LIFE AND DEATH ENCOUNTER WITH A BIRD
/The Boston Globe
BEVERLY BECKHAM
My husband said I should put the bird out of its misery. "It will never fly again. Why are you doing this?"
The sparrow, small and frail and biblical, got its neck stuck in the crook of a wrought-iron arm that holds a bird feeder, which I bought last week in a small store in New Hampshire. The feeder, the holder, the bag of special seed were purchased from an old New Englander who's been selling bird food and feeders his whole life. My other feeders are markdowns and seconds. But this was the real thing, "Droll Yankees The World's Best Bird Feeders," a Lexus in my world of Fords. Even the seed was a special blend.
"The bird food is magic," said my friend, Eileen, who has a house in New Hampshire. And it was. I came home and set up the feeder and saw birds I'd never seen before land on the tiny metal perches, which are guaranteed not to rust, and to be safe in the cold the birds' feet won't stick to them. I watched yellow finches, small delicate things, and chickadees, and two doves, and a blue jay that squawked as it ate, dove and hovered for the special seed.
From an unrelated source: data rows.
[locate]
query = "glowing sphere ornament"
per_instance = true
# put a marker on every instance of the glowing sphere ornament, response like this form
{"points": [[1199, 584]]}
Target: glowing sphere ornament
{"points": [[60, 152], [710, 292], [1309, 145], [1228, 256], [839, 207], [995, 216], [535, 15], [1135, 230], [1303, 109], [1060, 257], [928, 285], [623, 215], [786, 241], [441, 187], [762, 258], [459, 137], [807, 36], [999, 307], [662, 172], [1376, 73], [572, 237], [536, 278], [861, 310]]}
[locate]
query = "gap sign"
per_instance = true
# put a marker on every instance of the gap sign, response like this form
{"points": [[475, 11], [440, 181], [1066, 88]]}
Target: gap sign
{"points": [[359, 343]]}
If I had seen the sparrow get caught, I might have been able to rescue it. But I didn't see it slip into what would become its noose. I looked and there it was dangling by its neck from the shepherd's crook, a V-shaped trap, an accident waiting to happen.
I thought the bird was dead. And then I saw that it wasn't. Gently, I lifted it from its trap and laid it in a small, clear container. I stroked its wings and talked to it, blaming myself for not seeing that a bird could get caught in a thing like this. "I'm sorry," I said over and over.
That's when my husband said I should end its suffering. "It's not going to get better. Why are you doing this?"
A bird's eye is the size of a sprinkle, a dot above an "i," a tiny, tiny thing. But full of knowledge, of communications I don't understand, of song and secrets I don't know.
I stared into its blackness, but not its void. And the bird looked into my eyes. And I couldn't take its life.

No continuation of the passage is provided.